If possible, perform usability tests on these models: Can subjects understand the model? (A way to find this out would be asking them what is missing in the model that is present in the theory abstract. It is OK to explain the abstract to them -- understanding what a theory is in the first place is difficult.)
Modify the SE ontology and models according to the outcomes of the usability test.
If the SE ontology appears to do the job, model as many of the theory abstracts as you can manage in good quality.
Write a thesis that describes
- how the process went,
- what your design alternatives were (and which you picked and why),
- what was most difficult and how you solved it, and
- what the most important limitations of the resulting language are.

Starting points: SE Theories

The theories mentioned in [HanSjoDyb07]
Software engineering articles the title of which contains the terms "theory" or "grounded theory".
The set of theories brought (by the organizers) into Dagstuhl seminar 22231 as examples:
Theories or theory fragments in articles named by the participants of said Dagstuhl seminar when asking them.

Starting points: SE Ontologies

[AlmGomCru06], Section 7 (about research methods, not theories)
SEON, as well as [BorAlmPer16], an article about SEON, and articles that cite it
The three SE taxonomy articles cited in Stephanie Hohenberg's Master thesis

Literature

[AlmGomCru06] Jorge Calmon de Almeida Biolchini, Paula Gomes Mian, Ana Candida Cruz Natali, Tayana Conte, Guilherme Horta Travassos: Scientific research ontology to support systematic review in software engineering, Advanced Engineering Informatics 21:133–151, 2007.

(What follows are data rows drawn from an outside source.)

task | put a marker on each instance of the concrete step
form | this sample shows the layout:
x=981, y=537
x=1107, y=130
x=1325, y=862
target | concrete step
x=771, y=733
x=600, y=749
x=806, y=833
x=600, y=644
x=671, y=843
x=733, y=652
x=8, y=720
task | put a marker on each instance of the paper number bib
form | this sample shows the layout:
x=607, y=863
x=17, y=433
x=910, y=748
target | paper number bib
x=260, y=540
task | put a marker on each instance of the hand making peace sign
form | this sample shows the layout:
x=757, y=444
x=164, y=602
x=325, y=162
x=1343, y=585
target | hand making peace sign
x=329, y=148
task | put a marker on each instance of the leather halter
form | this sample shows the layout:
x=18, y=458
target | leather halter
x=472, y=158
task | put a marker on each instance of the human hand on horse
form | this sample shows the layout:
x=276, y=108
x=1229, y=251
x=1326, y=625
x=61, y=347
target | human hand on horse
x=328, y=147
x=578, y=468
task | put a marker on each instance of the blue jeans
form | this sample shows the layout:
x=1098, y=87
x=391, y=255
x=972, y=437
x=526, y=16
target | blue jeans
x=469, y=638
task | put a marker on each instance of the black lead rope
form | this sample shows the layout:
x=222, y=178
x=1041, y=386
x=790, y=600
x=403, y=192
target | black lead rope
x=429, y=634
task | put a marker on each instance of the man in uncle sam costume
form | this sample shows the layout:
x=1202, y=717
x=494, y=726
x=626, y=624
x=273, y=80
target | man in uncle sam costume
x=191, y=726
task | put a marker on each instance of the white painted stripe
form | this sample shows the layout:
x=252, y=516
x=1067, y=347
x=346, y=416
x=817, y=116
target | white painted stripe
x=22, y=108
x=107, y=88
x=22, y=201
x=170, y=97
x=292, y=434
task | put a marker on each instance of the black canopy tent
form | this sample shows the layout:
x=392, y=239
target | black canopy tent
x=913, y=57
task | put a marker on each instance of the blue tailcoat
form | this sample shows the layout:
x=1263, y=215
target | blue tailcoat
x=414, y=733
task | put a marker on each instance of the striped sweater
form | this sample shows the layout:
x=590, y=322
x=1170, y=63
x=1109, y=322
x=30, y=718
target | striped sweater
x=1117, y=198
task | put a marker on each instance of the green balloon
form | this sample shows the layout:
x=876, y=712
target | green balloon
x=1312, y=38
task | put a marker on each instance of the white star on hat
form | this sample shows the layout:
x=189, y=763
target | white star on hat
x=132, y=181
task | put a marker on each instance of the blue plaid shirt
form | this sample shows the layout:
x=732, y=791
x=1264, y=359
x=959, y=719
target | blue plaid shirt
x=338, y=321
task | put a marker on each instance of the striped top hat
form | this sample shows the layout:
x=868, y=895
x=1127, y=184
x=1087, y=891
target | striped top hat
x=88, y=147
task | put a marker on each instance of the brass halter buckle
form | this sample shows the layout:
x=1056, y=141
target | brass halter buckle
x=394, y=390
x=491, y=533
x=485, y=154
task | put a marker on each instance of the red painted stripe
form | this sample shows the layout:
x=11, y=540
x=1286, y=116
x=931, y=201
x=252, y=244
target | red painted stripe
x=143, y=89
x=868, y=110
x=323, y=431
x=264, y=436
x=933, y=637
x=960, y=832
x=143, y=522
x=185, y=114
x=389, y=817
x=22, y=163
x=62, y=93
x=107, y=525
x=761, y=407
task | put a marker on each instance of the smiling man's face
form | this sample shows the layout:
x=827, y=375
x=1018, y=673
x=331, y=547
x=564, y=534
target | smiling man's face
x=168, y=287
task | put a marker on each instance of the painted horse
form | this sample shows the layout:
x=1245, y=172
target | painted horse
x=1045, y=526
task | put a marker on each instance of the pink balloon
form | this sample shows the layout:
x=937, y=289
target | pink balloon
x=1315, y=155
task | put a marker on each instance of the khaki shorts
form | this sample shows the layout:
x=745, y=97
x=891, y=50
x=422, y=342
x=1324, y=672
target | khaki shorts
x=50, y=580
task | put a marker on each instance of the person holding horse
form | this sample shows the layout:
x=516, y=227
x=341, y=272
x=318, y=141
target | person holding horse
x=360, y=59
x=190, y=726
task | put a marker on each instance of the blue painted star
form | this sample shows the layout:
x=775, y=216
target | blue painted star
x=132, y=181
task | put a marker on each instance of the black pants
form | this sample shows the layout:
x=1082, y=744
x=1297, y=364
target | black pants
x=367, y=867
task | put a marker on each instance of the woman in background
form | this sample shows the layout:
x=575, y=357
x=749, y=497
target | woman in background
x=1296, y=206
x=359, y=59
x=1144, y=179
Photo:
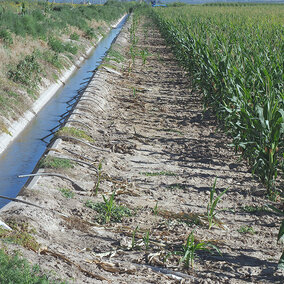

[BorAlmPer16] Borges Ruy, Almeida Falbo, Perini Barcellos, Dornelas Costa, Guizzardi: SEON: A software engineering ontology network. In European Knowledge Acquisition Workshop (pp. 527-542). Springer, 2016.

[HanSjoDyb07] Hannay, Jo E., Dag IK Sjoberg, and Tore Dyba: A systematic review of theory use in software engineering experiments, IEEE Transactions on Software Engineering 33(2), 2007.